Bem vestida, maquiada e animada, sentada a um canto batia
palmas e cantava as músicas. Seu rosto expressava alegria. Chamava-se Laura.
O grupo de jovens que periodicamente visitava o asilo cantava
e tocava. Um ou outro motivava algum dos
idosos para dançar, tocar ou cantar ao microfone.
Surgiam entre eles, invariavelmente, alguns artistas,
enferrujados pelo tempo, mas demonstrando que já tiveram seus tempos como
cantores, músicos ou bailarinos.
Vitor, um dos rapazes, convidou Dona Laura para dançar.

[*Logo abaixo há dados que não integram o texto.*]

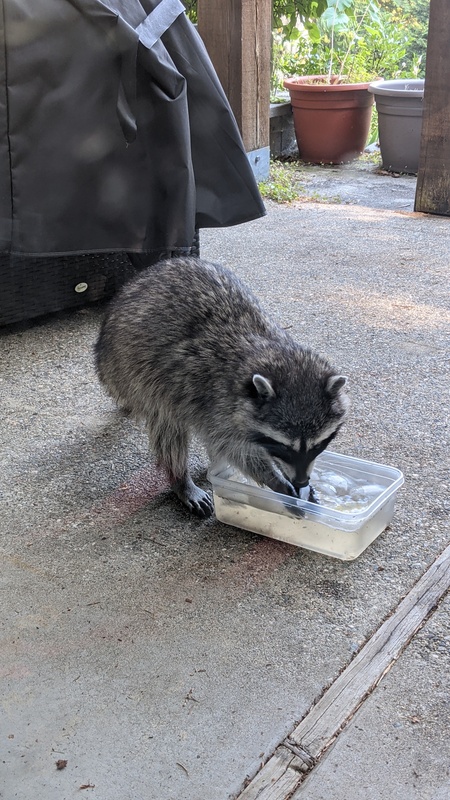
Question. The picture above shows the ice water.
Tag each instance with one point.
(342, 493)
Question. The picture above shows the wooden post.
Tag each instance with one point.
(237, 35)
(433, 180)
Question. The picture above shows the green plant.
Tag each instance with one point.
(361, 39)
(283, 184)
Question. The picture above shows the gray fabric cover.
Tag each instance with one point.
(115, 132)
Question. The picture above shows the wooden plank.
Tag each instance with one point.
(433, 180)
(349, 690)
(312, 737)
(277, 780)
(237, 35)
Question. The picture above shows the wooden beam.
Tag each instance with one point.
(433, 180)
(237, 35)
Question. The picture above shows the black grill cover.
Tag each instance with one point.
(115, 132)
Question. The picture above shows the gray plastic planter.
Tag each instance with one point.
(399, 106)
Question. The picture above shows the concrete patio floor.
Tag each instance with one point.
(165, 658)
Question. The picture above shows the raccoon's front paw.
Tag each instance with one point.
(195, 499)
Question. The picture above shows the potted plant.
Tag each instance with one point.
(332, 112)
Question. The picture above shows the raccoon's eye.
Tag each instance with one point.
(274, 448)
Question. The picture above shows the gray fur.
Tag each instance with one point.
(186, 348)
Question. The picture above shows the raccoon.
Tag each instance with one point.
(187, 348)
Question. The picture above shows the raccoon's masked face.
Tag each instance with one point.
(295, 456)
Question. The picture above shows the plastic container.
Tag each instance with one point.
(340, 534)
(399, 104)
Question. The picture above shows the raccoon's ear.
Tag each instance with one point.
(334, 385)
(263, 386)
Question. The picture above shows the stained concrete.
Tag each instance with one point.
(164, 658)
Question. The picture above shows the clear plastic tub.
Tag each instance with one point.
(338, 533)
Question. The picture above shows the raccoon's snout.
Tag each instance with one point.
(300, 484)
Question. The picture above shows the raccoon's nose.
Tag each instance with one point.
(300, 484)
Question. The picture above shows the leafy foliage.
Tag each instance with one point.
(360, 39)
(364, 39)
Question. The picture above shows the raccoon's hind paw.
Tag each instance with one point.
(194, 498)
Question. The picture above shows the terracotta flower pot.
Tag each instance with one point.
(331, 120)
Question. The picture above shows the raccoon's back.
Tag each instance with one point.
(173, 328)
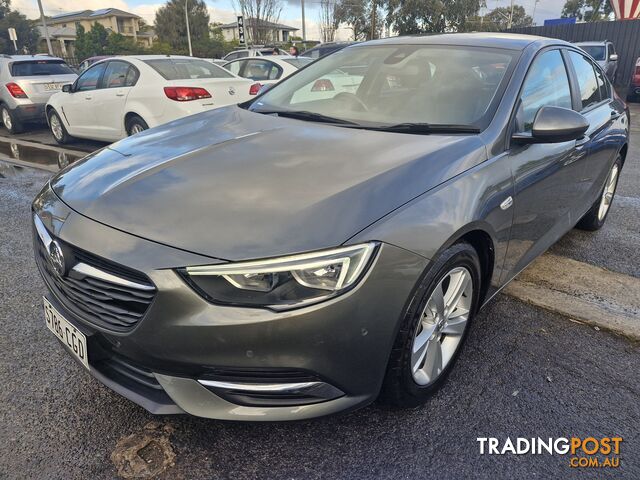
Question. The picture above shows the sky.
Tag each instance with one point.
(225, 11)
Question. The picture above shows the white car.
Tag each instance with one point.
(253, 52)
(120, 96)
(267, 70)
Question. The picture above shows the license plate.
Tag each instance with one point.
(52, 86)
(69, 335)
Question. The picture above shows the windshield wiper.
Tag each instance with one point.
(305, 115)
(426, 128)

Depois de um pequeno tempo, ela pediu para retornar ao quarto a fim de
descansar.
Vitor a acompanhou. Ficou admirado com seu canto no quarto,
aonde havia mais três camas. Estava bem arrumado. Cama feita. Criado mudo limpo
com porta retratos. Encima da cama uma mala pronta, ao lado uma pequena
cadeira, sofá com um sobretudo arrumado.
Colocou a mala no chão ao lado e deitou-se. Depois de
acomodada Vitor perguntou:
- A Senhora vai embora?
- Sim, amanhã minha filha virá me buscar. Voltarei para
casa, onde ficarei junto dela, do meu genro e meus netos. Tenho dois. Veja as
fotos sobre o criado mudo. Não são lindos? Este é o Rodrigo e esta a Anita. Preciso
descansar para depois jantar e amanhã pela manhã estar bem disposta.
-Que bom, Dona Laura. Fico feliz. Bom descanso.

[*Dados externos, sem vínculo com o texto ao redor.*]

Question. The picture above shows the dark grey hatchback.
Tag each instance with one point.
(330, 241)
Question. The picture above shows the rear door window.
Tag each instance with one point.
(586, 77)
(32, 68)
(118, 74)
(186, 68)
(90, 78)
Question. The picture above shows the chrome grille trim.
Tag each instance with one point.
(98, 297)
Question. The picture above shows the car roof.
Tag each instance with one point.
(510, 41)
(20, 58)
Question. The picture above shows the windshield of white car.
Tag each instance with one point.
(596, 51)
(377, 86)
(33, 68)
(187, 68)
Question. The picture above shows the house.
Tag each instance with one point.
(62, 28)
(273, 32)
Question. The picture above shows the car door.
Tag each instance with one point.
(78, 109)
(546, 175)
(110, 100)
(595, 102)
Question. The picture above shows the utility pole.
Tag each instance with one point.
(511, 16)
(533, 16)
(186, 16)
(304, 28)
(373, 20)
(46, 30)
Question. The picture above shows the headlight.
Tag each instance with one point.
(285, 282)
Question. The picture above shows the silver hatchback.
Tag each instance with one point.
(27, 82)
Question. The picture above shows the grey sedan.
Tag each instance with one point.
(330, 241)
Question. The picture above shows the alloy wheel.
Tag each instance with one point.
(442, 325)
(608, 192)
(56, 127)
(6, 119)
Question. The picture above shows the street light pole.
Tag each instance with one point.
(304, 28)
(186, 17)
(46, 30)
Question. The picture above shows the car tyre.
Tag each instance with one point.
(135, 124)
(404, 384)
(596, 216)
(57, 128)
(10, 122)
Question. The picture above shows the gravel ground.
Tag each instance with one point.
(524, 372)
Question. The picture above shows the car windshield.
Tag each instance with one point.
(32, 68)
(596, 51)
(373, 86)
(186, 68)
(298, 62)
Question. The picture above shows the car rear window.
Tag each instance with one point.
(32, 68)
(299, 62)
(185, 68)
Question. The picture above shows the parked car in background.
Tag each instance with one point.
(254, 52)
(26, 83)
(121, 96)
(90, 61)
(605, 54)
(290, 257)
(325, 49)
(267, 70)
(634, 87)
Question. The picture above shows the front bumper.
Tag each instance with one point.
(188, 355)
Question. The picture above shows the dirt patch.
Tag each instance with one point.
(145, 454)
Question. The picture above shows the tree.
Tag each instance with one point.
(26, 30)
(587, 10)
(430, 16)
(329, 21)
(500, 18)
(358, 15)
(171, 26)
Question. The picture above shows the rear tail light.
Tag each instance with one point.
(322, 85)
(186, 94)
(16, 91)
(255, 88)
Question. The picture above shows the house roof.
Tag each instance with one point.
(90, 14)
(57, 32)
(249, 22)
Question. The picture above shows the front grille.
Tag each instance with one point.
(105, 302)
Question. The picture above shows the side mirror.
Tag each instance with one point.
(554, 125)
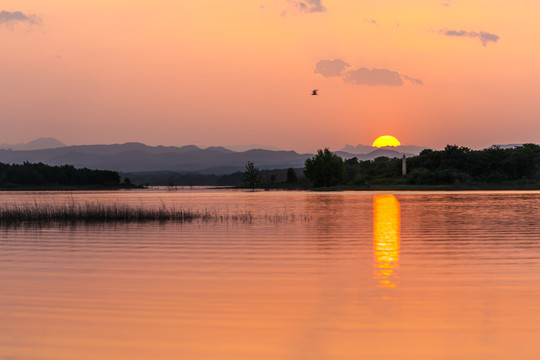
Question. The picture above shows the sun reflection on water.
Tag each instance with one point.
(386, 234)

Vitor voltou para o grupo que continuava na cantoria, nas
danças e no alegrar das pessoas do asilo.
Uma parada para o café com bolachas.
Nesse intervalo, em conversa com o Dr. Almir, um dos administradores
do local, se referiu a simpática Dona Laura que estava com suas coisas prontas
para retornar para casa.
-Vitor, todos os domingos, ela se prepara para ir embora na
segunda feira quando a filha a virá buscar. É assim desde o começo, há oito meses.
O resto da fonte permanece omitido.